Schultz had held top secret/sensitive compartmented information security clearance in the Army.
He was recruited by an individual who lived in Hong Kong and was identified only as “Conspirator A,” whom he suspected of being “associated with the Chinese government,” according to the DOJ.
Schultz handed over dozens of sensitive and restricted, but unclassified, military documents, including information on the HH-60 helicopter, F-22A fighter aircraft, the U-2 reconnaissance aircraft, intercontinental ballistic missiles, the B-52 aircraft, the high mobility artillery rocket system (HIMARS), and the terminal high altitude area defense system, according to the indictment.
Conspirator A also asked Schultz to provide information on hypersonic equipment, the indictment said, but it’s unclear if Schultz had successfully complied with the request.
HIMARS, a long-range precision strike system, made headlines after Ukraine used the U.S.-supplied rocket systems to destroy Russian ammunition depots.

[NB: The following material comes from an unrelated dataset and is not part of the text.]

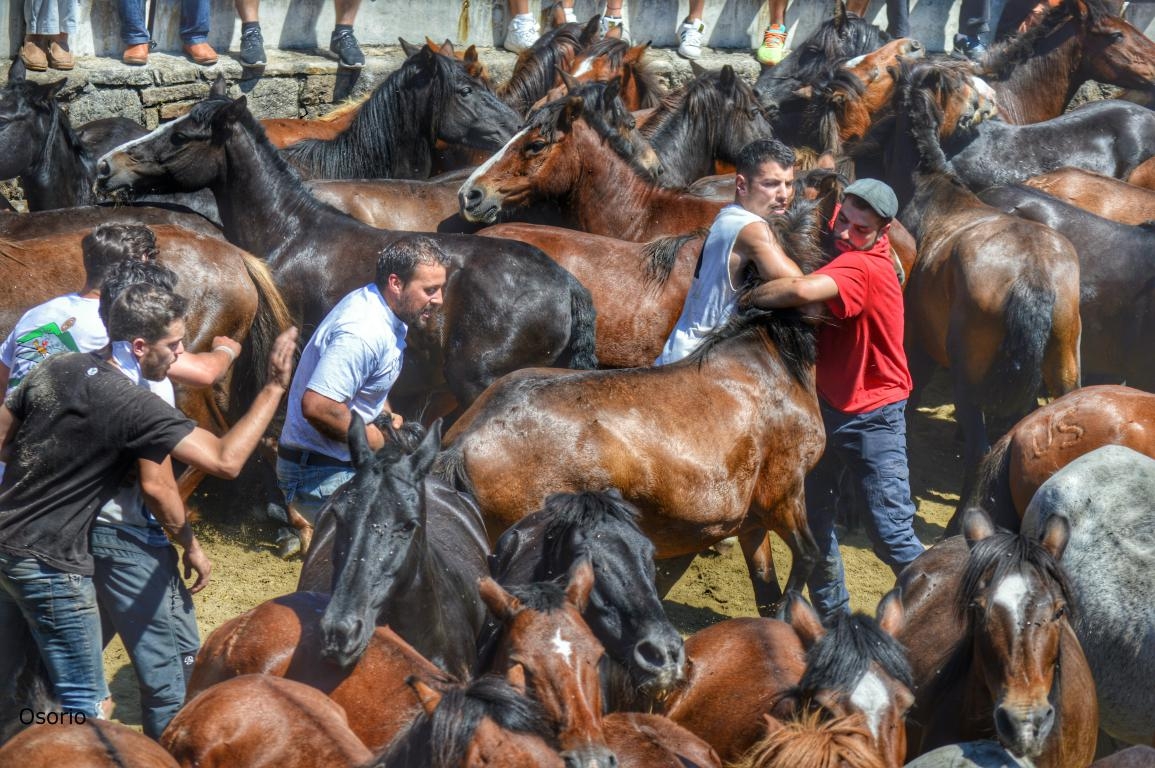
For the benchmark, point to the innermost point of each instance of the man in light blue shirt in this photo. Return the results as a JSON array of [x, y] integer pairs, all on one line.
[[350, 365]]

Other documents supplied by Schultz included one discussing lessons learned by the U.S. Army from the Ukraine war that it would apply in a defense of Taiwan, a self-ruled island that China seeks to control.
Schultz also passed on several documents relating to military exercises and the U.S. military forces in South Korea and the Philippines, as well as a document related to U.S. military satellites.
‘Corrupt Other Members’
The indictment also mentioned another individual identified as “U.S. Person 1,” a fellow U.S. Army soldier, whom Schultz had recruited to provide information. Conspirator A asked that U.S. Person 1 provide information related to the U.S. Indo-Pacific Command (INDOPACOM), such as documents on the command’s studies of the Ukraine war and Taiwan.In November 2022, Conspirator A determined that a document titled “INDOPACOM Lessons Learned” provided by U.S. Person 1 was “too simple,” according to the indictment.
“This defendant sold national defense information to a foreign actor and conspired to corrupt other members of our military,” U.S. Attorney Henry Leventis for the Middle District of Tennessee said in a statement.
“In doing so, he violated his training and his oath as a member of the armed services and he compromised our national security. Today’s guilty plea to all of the charges in the indictment ensures that he will be held fully accountable for his crimes.”
Schultz is scheduled to be sentenced on Jan. 23 next year.
Schultz’s attorney Mary Kathryn Harcombe declined to comment when contacted by The Epoch Times.